You might think reading through the rules that players only move the Shoggoth to gain VPs but it can be moved to eliminate other players as well. When a player moves the Shoggoth card to another player, the mix of confusion and fear is priceless. I really loved this mechanic and it added an excellent balance to the game during our play.
Overall the game is solid but there are two weaknesses that could hurt game play: Cult Faction card abilities and the Minion Cards at lower player count. Don’t get me wrong, I love having Faction card abilities, during your turn they give each player an added advantage but the issue is that they are not all balanced. The Esoteric Order of Dagon allows you to move the Shoggoth Card during your turn and Chapel of Contemplation gives the player 1 less VP to collect to win. Both cards are very powerful.

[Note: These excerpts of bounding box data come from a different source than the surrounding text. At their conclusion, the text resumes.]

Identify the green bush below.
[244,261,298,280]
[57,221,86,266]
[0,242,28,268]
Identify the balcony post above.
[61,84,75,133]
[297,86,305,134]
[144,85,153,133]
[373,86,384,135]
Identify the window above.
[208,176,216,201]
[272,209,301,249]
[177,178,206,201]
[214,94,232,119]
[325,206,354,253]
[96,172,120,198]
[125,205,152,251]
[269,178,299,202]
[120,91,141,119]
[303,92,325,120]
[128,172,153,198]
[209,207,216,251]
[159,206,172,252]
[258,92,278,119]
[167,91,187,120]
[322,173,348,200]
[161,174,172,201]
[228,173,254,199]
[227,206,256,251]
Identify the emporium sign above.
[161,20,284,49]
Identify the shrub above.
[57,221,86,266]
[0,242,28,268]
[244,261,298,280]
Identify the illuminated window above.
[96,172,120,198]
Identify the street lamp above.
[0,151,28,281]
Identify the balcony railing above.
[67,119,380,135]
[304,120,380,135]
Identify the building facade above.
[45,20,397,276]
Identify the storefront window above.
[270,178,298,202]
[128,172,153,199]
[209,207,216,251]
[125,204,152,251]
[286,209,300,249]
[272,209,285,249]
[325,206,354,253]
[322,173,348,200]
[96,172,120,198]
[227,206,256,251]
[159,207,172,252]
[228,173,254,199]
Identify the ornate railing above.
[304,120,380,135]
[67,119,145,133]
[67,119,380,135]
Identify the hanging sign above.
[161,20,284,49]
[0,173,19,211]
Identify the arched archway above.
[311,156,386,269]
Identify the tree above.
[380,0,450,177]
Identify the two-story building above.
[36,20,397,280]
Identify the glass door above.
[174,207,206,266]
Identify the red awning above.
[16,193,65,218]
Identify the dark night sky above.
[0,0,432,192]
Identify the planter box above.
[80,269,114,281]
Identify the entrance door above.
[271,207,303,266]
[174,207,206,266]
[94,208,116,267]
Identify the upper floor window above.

Now the flip is Keziah Mason’s Coven allows you to look at another player’s hand and New World Inc. gives immunity to cards that steal or destroy Artifacts. So, I can look at a player’s hand, it’s helpful and my Artifacts are immune, but they are still discarded after you use them. These are lemons by comparison. You can just not use the lemon Faction cards when selecting but I don’t like have to tweak games to make them better.
The other issue is the Minion cards at the 3-4 player game. Simply put, there are too many Minion cards. You end up taking a discard turn to purge these from your hand. The game is more limiting because you take out the fear being devoured because of the Minion surplus you’re likely to have in your hand. It makes the 3-4 player more of a foil the leader game. Again, you can take out Minion cards but how many is the question. The 5-6 player count handles the volume better and still leaves that Shoggoth devour fear in the game. Overall, we avoided playing the lower player count and just enjoyed the higher count better.
I honestly enjoyed most of the plays with Feed the Shoggoth! This is a fun game to get non-gamers into with the easy to learn rules and quick game play. This will also hold any gamers attention because of the non-existent downtime and any who like the genre and unique theme as well. Plus, the humor of the cards and images still compliment the genre. If you do have a few missteps or questions, the rules are easy to reference during or after play.
The 5-6 player count hit that gamer sweet spot for my group and me. It seemed to be a more complete game with more fun and experiences. The 3-4 player count was just not as much fun for my group; it may be a better fit for yours.
The Shoggoth card mechanic is brilliant and it is the great equalizer in the game. While the Cult Faction card abilities are a great addition to the player’s arsenal, they seem unbalanced when you compare them as a whole. Some are just too powerful and others under-powered.
If you’d like to try it out yourself, you can find it for $26.
Final Score: 3.5 Stars – A fast-paced card game that is easy to pick-up and a lot of fun to play. I will be holding onto this one for a while.